I just am sometimes shocked at how much one high school educated technician that I work with knows. He learned it all by apprenticeship just like people learned back in the day and not by staring at books for 16 hours a day or more for many, many years. Our office manager stated that he knows more than optometrists coming out fresh from their training and a lot of optometrists are very knowledgeable about refractive surgery because a great majority of our patients inquire about that procedure.

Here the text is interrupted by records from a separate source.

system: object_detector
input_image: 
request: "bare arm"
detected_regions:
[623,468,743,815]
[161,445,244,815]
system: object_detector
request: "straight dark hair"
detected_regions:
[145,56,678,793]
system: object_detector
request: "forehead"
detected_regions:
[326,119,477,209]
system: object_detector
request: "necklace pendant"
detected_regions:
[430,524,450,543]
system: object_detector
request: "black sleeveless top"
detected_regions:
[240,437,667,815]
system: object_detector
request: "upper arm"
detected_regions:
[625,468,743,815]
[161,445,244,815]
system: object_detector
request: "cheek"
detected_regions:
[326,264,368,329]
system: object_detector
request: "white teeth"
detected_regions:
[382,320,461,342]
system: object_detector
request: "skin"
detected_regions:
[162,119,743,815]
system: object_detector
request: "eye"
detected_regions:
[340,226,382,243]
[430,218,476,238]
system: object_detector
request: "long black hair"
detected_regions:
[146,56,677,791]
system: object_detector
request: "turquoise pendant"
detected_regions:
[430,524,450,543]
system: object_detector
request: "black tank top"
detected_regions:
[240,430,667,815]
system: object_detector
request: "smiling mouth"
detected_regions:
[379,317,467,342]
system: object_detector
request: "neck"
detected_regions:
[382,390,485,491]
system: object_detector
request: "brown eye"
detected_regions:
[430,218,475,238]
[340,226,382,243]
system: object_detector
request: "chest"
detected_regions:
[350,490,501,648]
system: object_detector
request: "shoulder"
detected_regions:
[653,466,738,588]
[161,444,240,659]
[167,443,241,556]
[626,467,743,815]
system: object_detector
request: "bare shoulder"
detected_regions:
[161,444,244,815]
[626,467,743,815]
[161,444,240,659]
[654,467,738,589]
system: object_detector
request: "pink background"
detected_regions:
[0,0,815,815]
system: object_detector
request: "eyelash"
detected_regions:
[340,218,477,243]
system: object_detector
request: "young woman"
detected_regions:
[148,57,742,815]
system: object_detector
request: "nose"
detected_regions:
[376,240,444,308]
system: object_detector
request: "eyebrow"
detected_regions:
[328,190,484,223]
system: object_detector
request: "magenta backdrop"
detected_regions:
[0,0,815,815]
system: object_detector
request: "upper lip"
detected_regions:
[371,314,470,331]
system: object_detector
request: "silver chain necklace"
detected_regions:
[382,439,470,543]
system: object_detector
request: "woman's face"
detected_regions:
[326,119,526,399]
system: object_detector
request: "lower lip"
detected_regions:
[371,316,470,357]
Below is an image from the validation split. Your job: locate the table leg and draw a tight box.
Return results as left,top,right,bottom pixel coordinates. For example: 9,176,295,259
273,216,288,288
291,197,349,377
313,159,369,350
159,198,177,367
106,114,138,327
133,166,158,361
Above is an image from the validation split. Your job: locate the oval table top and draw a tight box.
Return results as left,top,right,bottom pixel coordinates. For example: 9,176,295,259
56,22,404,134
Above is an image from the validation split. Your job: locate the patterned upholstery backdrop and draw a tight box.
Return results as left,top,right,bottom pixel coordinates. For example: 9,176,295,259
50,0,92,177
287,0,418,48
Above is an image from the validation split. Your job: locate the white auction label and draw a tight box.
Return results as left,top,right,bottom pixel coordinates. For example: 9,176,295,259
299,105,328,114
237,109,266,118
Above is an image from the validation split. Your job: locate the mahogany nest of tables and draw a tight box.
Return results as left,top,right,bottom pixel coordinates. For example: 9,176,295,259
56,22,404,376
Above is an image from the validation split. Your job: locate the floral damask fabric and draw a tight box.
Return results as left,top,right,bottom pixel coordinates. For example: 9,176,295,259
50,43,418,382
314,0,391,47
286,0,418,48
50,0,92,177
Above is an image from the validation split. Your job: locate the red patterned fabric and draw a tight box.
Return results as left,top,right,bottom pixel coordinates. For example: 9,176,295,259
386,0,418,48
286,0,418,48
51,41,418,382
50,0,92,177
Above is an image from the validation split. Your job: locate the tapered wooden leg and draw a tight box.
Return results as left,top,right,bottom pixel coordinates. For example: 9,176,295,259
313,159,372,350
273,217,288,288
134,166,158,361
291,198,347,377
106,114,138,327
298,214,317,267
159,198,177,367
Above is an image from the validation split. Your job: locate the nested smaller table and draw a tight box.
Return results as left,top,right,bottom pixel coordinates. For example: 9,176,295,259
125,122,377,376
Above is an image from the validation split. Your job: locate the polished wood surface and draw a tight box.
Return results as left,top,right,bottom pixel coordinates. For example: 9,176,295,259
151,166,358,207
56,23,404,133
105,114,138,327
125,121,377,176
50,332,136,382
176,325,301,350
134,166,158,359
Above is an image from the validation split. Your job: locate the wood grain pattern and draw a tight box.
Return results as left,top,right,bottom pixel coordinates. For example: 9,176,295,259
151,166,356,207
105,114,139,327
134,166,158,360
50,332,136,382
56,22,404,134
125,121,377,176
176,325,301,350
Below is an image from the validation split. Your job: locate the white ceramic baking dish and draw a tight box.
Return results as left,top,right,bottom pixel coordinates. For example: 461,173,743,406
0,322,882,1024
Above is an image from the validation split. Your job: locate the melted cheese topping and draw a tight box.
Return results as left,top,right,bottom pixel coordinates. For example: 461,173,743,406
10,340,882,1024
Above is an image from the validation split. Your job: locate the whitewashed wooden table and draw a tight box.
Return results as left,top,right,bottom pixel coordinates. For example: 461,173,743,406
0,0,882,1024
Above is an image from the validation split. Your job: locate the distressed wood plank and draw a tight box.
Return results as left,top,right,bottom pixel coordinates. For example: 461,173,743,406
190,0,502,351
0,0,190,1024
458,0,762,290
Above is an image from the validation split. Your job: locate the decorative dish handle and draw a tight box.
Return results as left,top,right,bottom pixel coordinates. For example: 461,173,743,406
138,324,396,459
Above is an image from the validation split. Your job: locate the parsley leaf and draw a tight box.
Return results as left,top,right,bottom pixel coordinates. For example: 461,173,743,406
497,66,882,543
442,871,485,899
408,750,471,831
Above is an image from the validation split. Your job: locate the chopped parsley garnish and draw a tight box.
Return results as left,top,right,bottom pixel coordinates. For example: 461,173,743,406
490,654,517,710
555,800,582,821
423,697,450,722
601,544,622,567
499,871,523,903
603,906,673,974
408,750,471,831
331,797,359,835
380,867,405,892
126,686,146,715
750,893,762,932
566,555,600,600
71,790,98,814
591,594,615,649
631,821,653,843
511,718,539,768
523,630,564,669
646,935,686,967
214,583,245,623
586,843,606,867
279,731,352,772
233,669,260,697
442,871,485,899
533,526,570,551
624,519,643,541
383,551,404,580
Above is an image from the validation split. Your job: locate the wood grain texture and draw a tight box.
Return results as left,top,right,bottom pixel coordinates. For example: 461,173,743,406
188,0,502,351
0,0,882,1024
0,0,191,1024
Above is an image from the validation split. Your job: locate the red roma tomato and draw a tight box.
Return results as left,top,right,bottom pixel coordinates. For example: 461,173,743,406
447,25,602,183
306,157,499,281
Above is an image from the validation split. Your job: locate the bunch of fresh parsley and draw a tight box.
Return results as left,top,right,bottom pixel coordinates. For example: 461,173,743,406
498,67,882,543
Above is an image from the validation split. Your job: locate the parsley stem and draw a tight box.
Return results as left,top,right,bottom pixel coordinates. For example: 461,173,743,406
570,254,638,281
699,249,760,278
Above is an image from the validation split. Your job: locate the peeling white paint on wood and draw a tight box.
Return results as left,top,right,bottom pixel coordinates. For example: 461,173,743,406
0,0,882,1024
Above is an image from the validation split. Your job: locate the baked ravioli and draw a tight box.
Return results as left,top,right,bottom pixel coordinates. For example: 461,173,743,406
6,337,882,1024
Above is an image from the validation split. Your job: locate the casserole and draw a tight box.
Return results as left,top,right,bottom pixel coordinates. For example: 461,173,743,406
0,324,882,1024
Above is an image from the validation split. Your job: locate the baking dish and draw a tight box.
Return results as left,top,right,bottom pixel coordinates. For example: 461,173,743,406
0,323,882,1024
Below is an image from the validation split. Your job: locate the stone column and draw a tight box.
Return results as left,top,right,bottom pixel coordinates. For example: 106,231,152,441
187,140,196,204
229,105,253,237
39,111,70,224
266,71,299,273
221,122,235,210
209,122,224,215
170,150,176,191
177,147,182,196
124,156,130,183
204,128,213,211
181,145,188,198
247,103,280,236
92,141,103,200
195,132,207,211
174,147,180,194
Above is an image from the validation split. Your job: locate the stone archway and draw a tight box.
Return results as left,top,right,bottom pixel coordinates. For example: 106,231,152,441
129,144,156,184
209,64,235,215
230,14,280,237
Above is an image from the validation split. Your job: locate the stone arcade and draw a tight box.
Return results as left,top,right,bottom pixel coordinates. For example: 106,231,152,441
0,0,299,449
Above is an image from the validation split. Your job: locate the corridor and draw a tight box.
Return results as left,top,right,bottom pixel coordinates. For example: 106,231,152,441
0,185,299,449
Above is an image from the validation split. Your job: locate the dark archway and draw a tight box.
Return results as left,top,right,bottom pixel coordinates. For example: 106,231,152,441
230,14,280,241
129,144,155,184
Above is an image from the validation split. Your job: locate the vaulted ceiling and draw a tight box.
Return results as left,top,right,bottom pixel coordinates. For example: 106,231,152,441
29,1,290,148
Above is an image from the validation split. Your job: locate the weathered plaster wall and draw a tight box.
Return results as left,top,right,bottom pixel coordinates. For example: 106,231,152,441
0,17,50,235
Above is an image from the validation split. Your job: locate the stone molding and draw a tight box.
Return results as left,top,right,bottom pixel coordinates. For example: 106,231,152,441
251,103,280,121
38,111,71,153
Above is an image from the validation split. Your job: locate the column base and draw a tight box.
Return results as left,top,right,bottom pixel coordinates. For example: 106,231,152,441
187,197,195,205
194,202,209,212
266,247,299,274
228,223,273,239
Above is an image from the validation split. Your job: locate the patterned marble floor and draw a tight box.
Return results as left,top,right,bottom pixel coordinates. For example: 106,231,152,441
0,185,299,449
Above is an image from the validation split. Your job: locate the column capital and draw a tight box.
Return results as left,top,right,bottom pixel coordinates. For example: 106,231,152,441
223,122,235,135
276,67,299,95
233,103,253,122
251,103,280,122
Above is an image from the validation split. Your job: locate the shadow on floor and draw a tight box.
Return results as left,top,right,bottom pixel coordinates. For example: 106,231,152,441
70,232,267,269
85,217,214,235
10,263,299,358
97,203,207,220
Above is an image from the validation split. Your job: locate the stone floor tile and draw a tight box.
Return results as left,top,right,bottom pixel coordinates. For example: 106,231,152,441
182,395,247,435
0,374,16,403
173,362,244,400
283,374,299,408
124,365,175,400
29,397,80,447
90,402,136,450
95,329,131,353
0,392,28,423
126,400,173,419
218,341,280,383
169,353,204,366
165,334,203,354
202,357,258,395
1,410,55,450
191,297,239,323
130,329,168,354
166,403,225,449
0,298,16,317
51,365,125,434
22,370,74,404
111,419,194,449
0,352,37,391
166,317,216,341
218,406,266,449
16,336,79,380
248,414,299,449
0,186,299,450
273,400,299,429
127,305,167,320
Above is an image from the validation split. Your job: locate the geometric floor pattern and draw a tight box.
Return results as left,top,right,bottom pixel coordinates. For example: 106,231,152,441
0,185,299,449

The eye is a relatively isolated organ (blood-retina-barrier) and the ophthalmologist that works in our practice basically just does LASIK/PRK while the technician consults the patients, refracts them (which is better 1 or 2) and then tells them if they are good candidates or not. Of course a systemic disease like Sjogren's syndrome for example can affect the tear film integrity and would be contraindicative for refractive surgery so all systemic disease with ocular manifestations are taught in optometry school for example and should be taught for any eye care practitioner obviously. What I'm saying is to trim down medical school as many others have suggested and have it focus on only the specialty you want to do. That is basically what optometry school is. I'm not saying it is better than medical school right now because our license to practice is limited but in a lot of states we can truly be "eye doctors" because we can prescribe basically anything we want to as long as it is indicated for the eye.
I am just saying that this is the educational trend that is happening and medical colleges can adapt or continue to lose their monopoly on medicine. And the fiscal stress that the recession has caused only helped accelerate this trend.
Boy, you are so far off that you're absolutely embarrassing yourself. There is no substitute for a broad base of medical knowledge. Period. You absolutely could not hope to learn everything in an ophthalmology residency without the knowledge base acquired in medical school.
Just because you hope to be a "full eye doctor," doesn't mean it's ever going to happen... especially not by radically changing the entirety of medical education. Good luck on seeing that ever happening. [I believe this is where you respond with some bar graph showing beet farmers are better farmers than farmers who work on multiple crops... and that's why ODs are more efficient/almost full eye doctors.] haha, I went from anger/irritation to pity.